ShakshoukaTaken from the Arabic for an onomatopoeia-like word sounding meaning ‘all mixed up,’ this North African dish is beloved both by Muslims and Jews, as their cultures have been intermingled again and again throughout history.

Often eaten at breakfast, shakshouka is also not uncommon to have for dinner. The ingredients are simple, and it only requires a single dish. This is most often a cast iron skillet, tagine, or baking dish, but I have found that a ddukbaegi works incredibly well, in-that each family member gets their own dish, and with it the particular flavors, especially spice, that they may or may not desire.

The basic recipe for this simmered tomato and peppers dish is listed below, but feel free to adjust it with specifics as you may desire. This might include:

  • The addition of extra spices such as oregano or perhaps clove and coriander.
  • A topping of melted feta or mozzarella cheese
  • Wilted spinach or other greens
  • A drizzle of your favorite hot sauce


By: Semiserious Chefs
Serves: 4


  • 2 cups fine chopped tomatoes (or crushed canned)
  • 1 large yellow onion; diced
  • 1 cup chopped bell peppers of desired color
  • 1 t ground cumin
  • 3 large garlic cloves
  • 1 t sea salt
  • 1 t paprika (smoked paprika brings extra flavor)
  • 4 eggs
  • 1 t minced chili, more or less, as desired
  • olive oil
  • fresh parsley for garnish


  1. Using a couple table spoons of olive oil, saute the garlic, onions, and chili until translucent and aromatic, in the bottom of your cooking vesicle on a burner over medium heat. (Remember to slowly heat your ddukbaegi)
  2. Add the spices, tomatoes, and bell peppers to the pan and mix well.  Reduce heat to low and simmer for 20 minutes, with a lid, until the vegetables have released their juices, and everything is tender and hot.
  3. Make a divot in the middle and crack in the egg. Re-lid and allow the egg to poach, leaving a creamy yolk.
  4. Serve with crunchy bread or sticky rice, for sopping up juices.

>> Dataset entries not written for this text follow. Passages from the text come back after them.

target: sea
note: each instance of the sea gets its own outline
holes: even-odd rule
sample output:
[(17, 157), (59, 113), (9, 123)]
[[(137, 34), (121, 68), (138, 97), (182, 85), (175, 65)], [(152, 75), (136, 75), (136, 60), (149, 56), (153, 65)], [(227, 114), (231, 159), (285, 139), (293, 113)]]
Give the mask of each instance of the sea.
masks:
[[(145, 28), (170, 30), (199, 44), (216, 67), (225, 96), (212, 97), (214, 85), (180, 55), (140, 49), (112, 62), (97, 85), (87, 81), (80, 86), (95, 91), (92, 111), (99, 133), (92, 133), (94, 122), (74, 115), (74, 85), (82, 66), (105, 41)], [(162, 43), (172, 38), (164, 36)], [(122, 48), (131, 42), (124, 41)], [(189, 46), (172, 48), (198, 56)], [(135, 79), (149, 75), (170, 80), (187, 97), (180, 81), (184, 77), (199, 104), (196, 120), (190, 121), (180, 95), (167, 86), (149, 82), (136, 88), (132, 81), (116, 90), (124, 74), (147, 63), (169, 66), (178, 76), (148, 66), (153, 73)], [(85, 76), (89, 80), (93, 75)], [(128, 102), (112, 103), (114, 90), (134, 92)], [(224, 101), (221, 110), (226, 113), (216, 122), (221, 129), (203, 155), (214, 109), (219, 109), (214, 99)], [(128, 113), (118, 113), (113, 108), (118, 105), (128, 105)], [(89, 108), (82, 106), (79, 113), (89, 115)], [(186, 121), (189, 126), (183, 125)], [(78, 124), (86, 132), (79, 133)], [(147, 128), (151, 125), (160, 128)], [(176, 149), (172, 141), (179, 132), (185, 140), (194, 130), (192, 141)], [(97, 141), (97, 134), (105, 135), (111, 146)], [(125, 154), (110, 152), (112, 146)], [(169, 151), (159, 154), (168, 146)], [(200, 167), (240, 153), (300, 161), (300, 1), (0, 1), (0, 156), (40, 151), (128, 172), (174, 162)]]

2 comments on “Shakshouka”

Lynette Merrill says:

I opted to decrease the cumin to regulate the “Mexican” influence and increased the smoked paprika. I am pleased with the result. :). I will never throw out peppers going bad because I can freeze them and make a big batch when I have enough. They have become the breadcrumbs of my sauce world! Hahaa.

avduley says:

Yes! There are SO many uses for colored bell peppers. Dishes from all different regions of the world. You don’t ever have to eat the same thing night after night! Even if there are some common flavors how it comes together may be very different from another dish.